Seit Samstagabend ist es offiziell: YB ist Schweizermeister 2018. Das ist hart für den Serienmeister FCB, aber dieser gratuliert dem Rivalen.

Während die Berner Innenstadt Samstagnacht voll war, sich die Menschen in den Armen lagen und die gelbschwarze Masse ihre Helden feierten, war es vor dem gestrigen Spiel zwischen dem FC Basel und dem FC Thun rund ums Joggeli eher ruhig. Trauern die Basler dem verpassten Meistertitel nach?

Nichts als Gratulationen

Telebasel hat sich bei den Fans und auch bei den Spielern des FCBs umgehört, da ist aber nicht viel Trauer vorhanden.

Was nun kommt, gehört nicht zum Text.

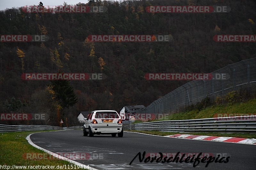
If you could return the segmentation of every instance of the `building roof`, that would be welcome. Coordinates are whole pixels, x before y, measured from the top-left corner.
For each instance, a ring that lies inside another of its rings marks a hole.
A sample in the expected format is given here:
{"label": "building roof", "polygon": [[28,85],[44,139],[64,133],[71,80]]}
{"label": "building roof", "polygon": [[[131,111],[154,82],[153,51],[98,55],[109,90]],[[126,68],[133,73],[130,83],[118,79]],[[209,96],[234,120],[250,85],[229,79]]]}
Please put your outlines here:
{"label": "building roof", "polygon": [[128,113],[134,113],[136,110],[144,109],[146,107],[144,105],[136,105],[135,106],[125,106],[124,107]]}

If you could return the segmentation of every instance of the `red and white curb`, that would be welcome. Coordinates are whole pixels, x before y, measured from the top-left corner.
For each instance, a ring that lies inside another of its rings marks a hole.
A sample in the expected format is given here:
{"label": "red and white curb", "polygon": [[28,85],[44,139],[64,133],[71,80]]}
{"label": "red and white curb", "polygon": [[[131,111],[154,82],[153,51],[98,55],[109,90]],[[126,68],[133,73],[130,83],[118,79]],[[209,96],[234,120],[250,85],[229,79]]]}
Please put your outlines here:
{"label": "red and white curb", "polygon": [[176,134],[172,135],[165,136],[165,137],[256,144],[256,139],[253,138],[248,138],[233,137],[219,137],[194,135],[187,135],[186,134]]}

Gratulationen werden nach Bern geschickt, fast jeder scheint es den Hauptstädtern nach 32 titellosen Jahren zu gönnen. Die Bilder der Meisterparty «tun weh» sagt Raphael Wicky, aber es ist klar: Keiner hat diese Saison den Meistertitel mehr verdient als YB.

Fans und Spieler gratulieren dem BSC YB zum Titelgewinn. Nur die U10 des FCB kann sich mit dem Schweizermeister Young Boys nicht wirklich abfinden. «Nächste Saison greifen wir wieder an.»